In the fall, Klein headed to UCLA for graduate school in business. “My vision of L.A. was the ‘Rockford Files'. I figured I might end up on Wall Street, but then I saw all these law students in my classes getting recruited, and I realized that was a better way for me to go.”
Klein returned to the Midwest and took a summer job working at the Chevrolet plant in Dayton, assembling Chevy S-10 trucks.
“I installed driver’s side glass, door latches, cowling and did some welding,” he recalls. The plant closed in 2008.

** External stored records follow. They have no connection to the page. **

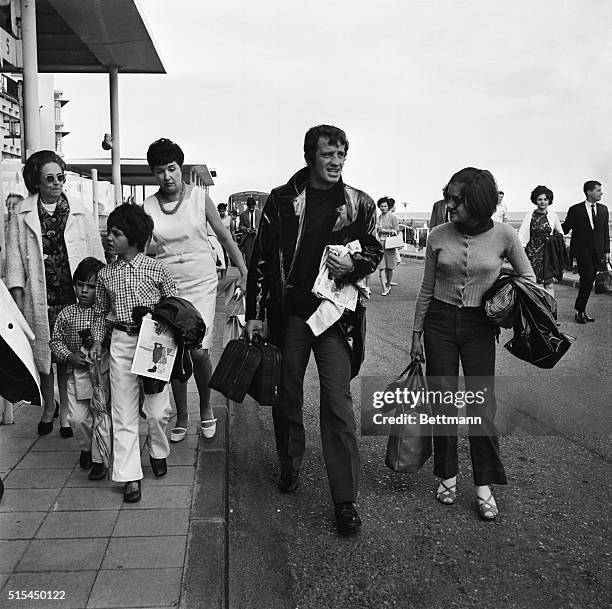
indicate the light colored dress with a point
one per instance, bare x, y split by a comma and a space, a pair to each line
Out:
387, 221
180, 242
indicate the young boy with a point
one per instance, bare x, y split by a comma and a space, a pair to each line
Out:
133, 280
72, 324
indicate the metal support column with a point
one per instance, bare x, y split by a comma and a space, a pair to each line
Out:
31, 114
94, 196
113, 74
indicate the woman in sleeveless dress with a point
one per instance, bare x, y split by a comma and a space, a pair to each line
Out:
535, 230
181, 213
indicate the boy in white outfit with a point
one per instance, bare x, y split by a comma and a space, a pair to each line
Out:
133, 280
71, 332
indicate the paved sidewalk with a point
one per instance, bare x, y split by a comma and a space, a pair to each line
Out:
65, 535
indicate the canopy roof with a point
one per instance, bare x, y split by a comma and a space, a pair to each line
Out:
94, 35
135, 172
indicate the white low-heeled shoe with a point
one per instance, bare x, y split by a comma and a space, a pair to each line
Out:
211, 430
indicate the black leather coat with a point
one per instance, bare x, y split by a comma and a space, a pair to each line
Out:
278, 244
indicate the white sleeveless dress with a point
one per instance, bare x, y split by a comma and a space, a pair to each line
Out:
180, 242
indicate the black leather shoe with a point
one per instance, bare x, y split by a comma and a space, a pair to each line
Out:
289, 481
347, 518
85, 460
45, 428
131, 492
98, 471
159, 467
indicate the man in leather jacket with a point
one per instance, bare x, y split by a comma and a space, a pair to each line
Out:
314, 209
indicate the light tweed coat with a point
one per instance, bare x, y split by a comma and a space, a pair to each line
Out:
25, 268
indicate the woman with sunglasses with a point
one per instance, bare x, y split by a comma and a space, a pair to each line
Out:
48, 235
462, 261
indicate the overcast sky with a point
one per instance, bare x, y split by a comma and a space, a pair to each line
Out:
422, 88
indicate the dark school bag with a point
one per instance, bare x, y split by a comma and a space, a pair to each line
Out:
265, 386
236, 368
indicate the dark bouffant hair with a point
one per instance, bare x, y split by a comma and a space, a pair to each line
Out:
133, 222
479, 191
541, 190
163, 152
335, 136
589, 186
33, 167
88, 267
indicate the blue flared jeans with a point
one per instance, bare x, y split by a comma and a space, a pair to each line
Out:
463, 334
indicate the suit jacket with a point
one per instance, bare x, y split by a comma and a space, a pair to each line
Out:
438, 214
584, 238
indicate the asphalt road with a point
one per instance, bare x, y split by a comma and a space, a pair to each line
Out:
549, 548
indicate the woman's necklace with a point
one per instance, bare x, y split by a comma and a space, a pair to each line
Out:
178, 203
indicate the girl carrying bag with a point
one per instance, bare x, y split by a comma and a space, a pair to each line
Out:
410, 443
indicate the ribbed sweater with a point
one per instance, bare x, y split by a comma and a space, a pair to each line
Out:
459, 269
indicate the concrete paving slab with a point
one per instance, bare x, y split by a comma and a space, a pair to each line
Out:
207, 554
9, 443
116, 589
78, 524
63, 555
162, 497
178, 475
210, 491
135, 523
49, 460
53, 443
78, 478
11, 552
145, 552
9, 459
74, 587
3, 579
38, 478
28, 500
178, 456
20, 525
90, 499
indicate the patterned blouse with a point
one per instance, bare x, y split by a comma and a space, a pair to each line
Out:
122, 285
60, 291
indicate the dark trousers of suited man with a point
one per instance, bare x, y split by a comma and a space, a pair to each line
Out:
590, 243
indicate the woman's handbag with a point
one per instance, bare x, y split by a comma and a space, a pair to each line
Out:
236, 368
394, 242
410, 443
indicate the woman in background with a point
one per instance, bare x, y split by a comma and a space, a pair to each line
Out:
462, 261
387, 225
535, 230
48, 235
181, 214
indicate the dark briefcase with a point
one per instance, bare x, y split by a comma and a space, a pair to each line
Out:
236, 369
265, 386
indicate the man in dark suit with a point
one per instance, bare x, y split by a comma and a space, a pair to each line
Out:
249, 223
590, 243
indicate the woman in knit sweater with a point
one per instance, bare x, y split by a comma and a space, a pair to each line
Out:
462, 261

After his summer at the plant, Klein entered Chicago Law School, where he earned his J.D. in 1989 and then headed back to California to join Wilson Sonsini Goodrich & Rosati, where he worked with founding partner John Goodrich.
“I learned so much working with John Goodrich,” says Klein. “He had a genuine love of the law, a deep understanding of the fabric of the law and how businesses operate. It was a great learning experience working with John.”
“What I like about Tom is the perspective he offers on decision-making,” said another Greenberg Traurig colleague, John Rockwell, who likened Klein’s style to his father’s for giving advice. “Tom leans right into it and is perfectly honest. He has a frankness we really appreciate.
“Corporate law in Silicon Valley is so much more than just the law,” added Rockwell. “Some people are surgical with the law, but when it comes to an appreciation of the business objective that goes with it, Tom understands that, too, and he is very comfortable with it.”
Rockwell also finds Klein a willing partner in his weekly quest to delay the pain of a Friday afternoon commute to San Francisco, and they can usually be found in the bar of the Four Seasons hotel downstairs from their office. “Tom was happy to oblige,” Rockwell says with a grin. “We’ve developed a friendship since he arrived here.”
Klein also unwinds from his hectic schedule by running some forty miles a week around the area near his office or on trails near his home in Los Altos. He competed in a 5-K and two 10-K races this year and is training for a half-marathon later this year.
He enjoys biking and visiting national parks and camping with his two children from a previous marriage, David, 16, and Katherine, 12.
Meanwhile, it’s fair to say he’s not looking forward to his next big earthquake, but he understands the tradeoffs for living and working in Silicon Valley.